All have vowed to continue campaigning in South Carolina, as has Texas Governor Rick Perry, a scenario that aids Romney as the more conservative vote is splintered.
Paul, 76, the oldest candidate in the race, did the best among younger voters in New Hampshire as he finished second, winning 46 percent of the vote among those age 18 to 29, according to CNN exit polls.
Huntsman to Continue
The third-place showing by former Utah Governor Jon Huntsman Jr., who didn’t compete in Iowa, gave him a rationale to continue along with an urgent need for more campaign funds, though his showing wasn’t good enough to claim the mantle of “Comeback Kid” of Bill Clinton’s surprising second-place showing in 1992.
A Huntsman campaign official who spoke on condition of anonymity said the candidate will run aggressively in South Carolina not so much with the hopes of winning as slowing Romney’s momentum.
That won’t be easy. Romney has prevailed in two states with different political profiles, and even those Republicans who haven’t embraced him are likely to if he goes on to win the nomination.
Intrade, the online prediction market where one can wager on the outcome, has the odds of Romney winning the nomination at 86 percent.
Marriage, Not Dating
“Maybe Republicans just don’t have that deep reservoir of passion,” said John Pitney, a professor of politics at Claremont McKenna College in Claremont, California. “Republicans are looking for somebody to marry and not somebody to date.”

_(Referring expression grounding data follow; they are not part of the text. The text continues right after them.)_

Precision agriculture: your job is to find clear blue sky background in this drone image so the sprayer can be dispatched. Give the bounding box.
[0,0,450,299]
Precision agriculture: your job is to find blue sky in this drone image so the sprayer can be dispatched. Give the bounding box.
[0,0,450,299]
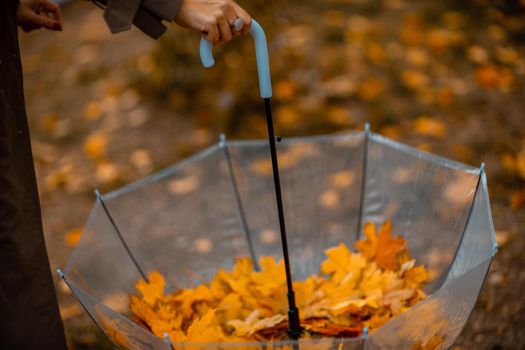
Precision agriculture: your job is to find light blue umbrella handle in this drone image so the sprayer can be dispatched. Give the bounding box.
[199,19,272,98]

Romney’s percentage of the vote almost equaled McCain’s in 2008 and George H.W. Bush’s in 1988 even though Romney was the governor of neighboring Massachusetts, owns a home in New Hampshire and has visited the state frequently. He matched the showing of Henry Cabot Lodge Jr., a former senator from Massachusetts, in 1964, when he had 36 percent of the vote, defeating Barry Goldwater, the eventual nominee, by 14 percentage points.
He also has made history as the first non-incumbent to win both Iowa and New Hampshire, signaling that he can run well elsewhere.
“The polling that I have seen is that if he gets through the primaries and he is the nominee, they are going to come to his side,” Kohut said. “No question about that. The issue is whether it will reduce the enthusiasm gap. Republicans have been much more politically charged. And will a candidate not quite what was hoped for reduce some of that intensity?”
‘Better Candidate’
Running and losing has some advantages. “Romney is a better candidate than he was four years ago,” Pitney said. “Two, you get a better sense of what the party is about. John McCain was a more conservative candidate than John McCain in 2000. Mitt Romney already moved to the right in 2008 and tried to solidify his conservative credentials.”
And while Romney may still have to make the case to his party’s base, there is one powerful force he can rely on.
“Conservatives still have their intense dislike of Barack Obama,” Kohut said.